EnBW Reports Strong Earnings Growth and Increased Investment in Energy Transition

EnBW Energie Baden-Württemberg AG generated revenue of approximately €34.7 billion and Group operating earnings (adjusted EBITDA) of €4.9 billion in the first nine months of the 2023 financial year. The operating result was thus better than expected, and significantly higher than in the prior-year period (up 64.6%), which was severely impacted by the war in Ukraine. This shows that the positive earnings trend through the first half-year continued in the third quarter. The previous guidance for the full year 2023 (€4.7 billion to €5.2 billion) has therefore been revised at both Group and segment level.
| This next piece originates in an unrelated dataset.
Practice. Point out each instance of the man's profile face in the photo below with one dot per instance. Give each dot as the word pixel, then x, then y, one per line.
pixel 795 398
For the Group, based on the Group earnings in the first nine months, EnBW now expects adjusted EBITDA of €5.9 billion to €6.5 billion for the full year.

The main driver of the year-on-year increase was the segment Sustainable Generation Infrastructure. There, continued positive earnings performance through the third quarter in thermal power generation and in energy trading as a result of high market volatility resulted in significant earnings growth to €3.5 billion in the first nine months of 2023 (up 82.4%). Positive factors included continued higher wholesale prices for generated electricity and the absence of negative effects related to the cessation of gas supplies from Russia and gas procurement to replace the shortfall as a result of the Russia-Ukraine war.

The trend in gross investments during the first six months continued in the third quarter. At €2.8 billion, gross investments were higher in the first nine months of the 2023 financial year than in the first nine months of the previous year (up 52%). Almost 80% of investments targeted growth projects.

“Our good earnings in the first nine months secures our growth investments in the accelerated implementation of the energy transition. Ultimately, we plan to invest an average of €4.5 billion per year over the next few years. Most of this will go into the expansion of renewables, the grid infrastructure and charging infrastructure for electric vehicles and climate-friendly, low-carbon dispatchable generation. Around 80% of our investments will be made in Baden-Württemberg and Germany”, said EnBW CFO Thomas Kusterer.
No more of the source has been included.